Except for the days when that seems light-years away. Like last weekend when he was tantruming constantly, striking out at everyone, a million miles away when we talked to him, not paying attention and nearly getting killed when he insisted on stopping right in the middle of the road in front of Wal-Mart to fix his twisted pant-leg, even though he saw the car coming.
Welcome to autism.
He's smart. He's right on level with the kids in his grade as far as book-learning goes. What he doesn't have is impulse control or judgement, and his social skills are an on-again/off-again thing. What this means for the long term is maybe one day he'll have a job, but maybe a week later he won't have it because he says the wrong thing, gets angry and yells at work, priortizes his workload based on how he feels like doing it, or maybe just because his boss or coworkers think he's weird.
And no job means no money, no money means no apartment, no apartment means he has to live with somebody, be fed by somebody, depend on somebody. That somebody will always be me or his Dad. Always.
Except for when we're not here anymore. And then it'll be Anna. She'd do it, of course, without a moment of hesitation. She's a wonderful soul in a hyper-intelligent body.
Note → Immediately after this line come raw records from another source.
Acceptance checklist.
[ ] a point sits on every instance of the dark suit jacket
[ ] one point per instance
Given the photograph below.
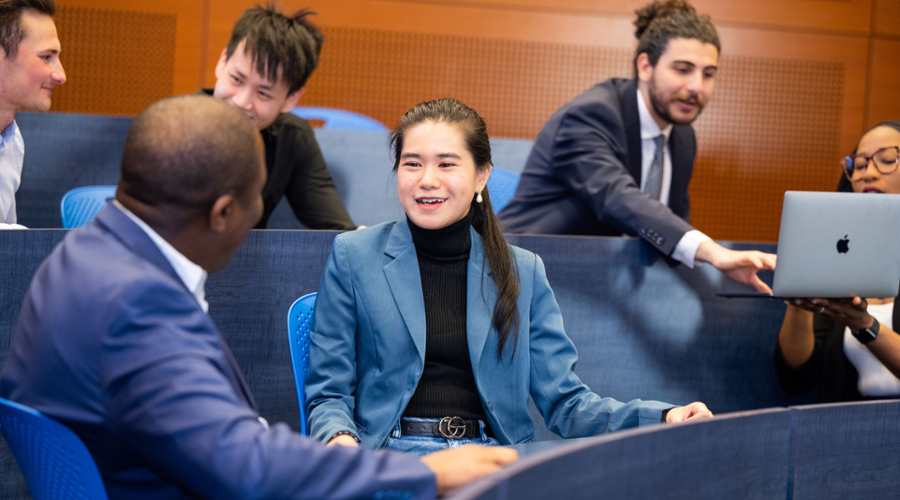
(584, 173)
(111, 343)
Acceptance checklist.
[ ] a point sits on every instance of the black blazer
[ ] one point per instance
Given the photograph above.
(584, 173)
(827, 368)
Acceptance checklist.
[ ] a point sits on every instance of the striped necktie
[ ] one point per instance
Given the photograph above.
(653, 186)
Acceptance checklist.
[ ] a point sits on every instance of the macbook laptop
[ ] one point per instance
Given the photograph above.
(834, 245)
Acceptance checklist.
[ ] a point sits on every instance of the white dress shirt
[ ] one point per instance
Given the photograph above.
(12, 153)
(686, 249)
(192, 275)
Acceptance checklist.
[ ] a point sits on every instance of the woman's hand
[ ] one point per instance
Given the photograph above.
(687, 412)
(848, 312)
(343, 440)
(741, 266)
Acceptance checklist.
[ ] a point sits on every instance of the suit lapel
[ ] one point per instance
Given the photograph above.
(631, 120)
(133, 237)
(136, 240)
(402, 274)
(481, 295)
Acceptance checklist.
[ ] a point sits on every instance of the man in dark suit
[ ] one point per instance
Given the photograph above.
(114, 341)
(263, 72)
(618, 158)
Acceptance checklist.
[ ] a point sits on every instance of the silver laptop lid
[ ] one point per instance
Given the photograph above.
(838, 245)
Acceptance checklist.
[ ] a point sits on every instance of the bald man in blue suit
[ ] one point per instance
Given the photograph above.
(114, 341)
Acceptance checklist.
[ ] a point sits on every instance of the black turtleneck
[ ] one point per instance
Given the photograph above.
(447, 387)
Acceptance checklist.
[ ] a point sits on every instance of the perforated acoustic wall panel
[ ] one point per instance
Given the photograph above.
(116, 62)
(772, 124)
(514, 85)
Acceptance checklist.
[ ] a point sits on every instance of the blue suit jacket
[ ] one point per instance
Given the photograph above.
(111, 343)
(584, 173)
(367, 347)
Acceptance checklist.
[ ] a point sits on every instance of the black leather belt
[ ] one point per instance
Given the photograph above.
(447, 427)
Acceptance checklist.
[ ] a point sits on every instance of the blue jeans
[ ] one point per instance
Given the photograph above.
(424, 444)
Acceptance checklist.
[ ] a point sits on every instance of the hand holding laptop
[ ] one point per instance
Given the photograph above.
(850, 312)
(741, 266)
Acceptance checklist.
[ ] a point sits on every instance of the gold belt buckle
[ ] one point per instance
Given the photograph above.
(452, 427)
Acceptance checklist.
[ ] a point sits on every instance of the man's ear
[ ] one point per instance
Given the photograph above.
(220, 66)
(291, 101)
(645, 69)
(220, 213)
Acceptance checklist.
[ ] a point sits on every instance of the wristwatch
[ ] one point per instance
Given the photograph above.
(866, 335)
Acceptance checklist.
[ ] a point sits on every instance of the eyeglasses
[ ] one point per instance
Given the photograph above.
(885, 161)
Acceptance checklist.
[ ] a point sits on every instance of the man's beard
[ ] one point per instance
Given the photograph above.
(661, 106)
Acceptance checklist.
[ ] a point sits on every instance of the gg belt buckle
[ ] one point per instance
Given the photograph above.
(452, 427)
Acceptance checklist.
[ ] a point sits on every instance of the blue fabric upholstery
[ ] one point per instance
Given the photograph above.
(66, 151)
(55, 463)
(299, 321)
(80, 205)
(642, 329)
(501, 185)
(822, 452)
(343, 119)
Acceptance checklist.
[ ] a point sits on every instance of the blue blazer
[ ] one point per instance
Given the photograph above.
(583, 175)
(111, 343)
(367, 347)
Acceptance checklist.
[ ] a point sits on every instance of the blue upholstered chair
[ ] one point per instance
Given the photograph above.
(334, 118)
(299, 317)
(80, 205)
(55, 463)
(502, 185)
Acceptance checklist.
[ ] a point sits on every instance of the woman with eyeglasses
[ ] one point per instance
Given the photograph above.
(848, 348)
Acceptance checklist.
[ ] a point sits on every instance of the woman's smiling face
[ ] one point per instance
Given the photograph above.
(869, 179)
(437, 178)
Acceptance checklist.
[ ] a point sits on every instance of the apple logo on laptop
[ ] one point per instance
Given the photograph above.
(843, 245)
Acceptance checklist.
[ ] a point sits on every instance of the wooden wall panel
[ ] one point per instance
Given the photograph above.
(137, 67)
(122, 52)
(800, 79)
(887, 18)
(884, 99)
(835, 15)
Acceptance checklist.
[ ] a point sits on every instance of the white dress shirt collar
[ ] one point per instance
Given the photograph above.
(192, 275)
(649, 128)
(12, 154)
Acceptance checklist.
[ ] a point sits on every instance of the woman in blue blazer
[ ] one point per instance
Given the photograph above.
(432, 332)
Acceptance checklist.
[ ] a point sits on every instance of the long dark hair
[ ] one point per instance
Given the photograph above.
(497, 252)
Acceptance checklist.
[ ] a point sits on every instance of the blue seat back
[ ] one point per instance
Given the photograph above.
(80, 205)
(299, 318)
(502, 185)
(334, 118)
(54, 461)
I just don't want it for her. I know that the long-term caretaking of a human being can completely and utterly alter the course of your life. She deserves to have a life all her own, without that kind of obligation weighing her down until parenthood.
I've got a 50/50 chance of David being totally self-sufficient. God knows I've underestimated him time and again, and he grows so far emotionally, socially and developmentally every year. David at eighteen will be a far cry from David at eight. I have time, for now, to let him unfold.
Until then, it's work, work, work to make sure that secret stays with me, never to be spoken or held to truth.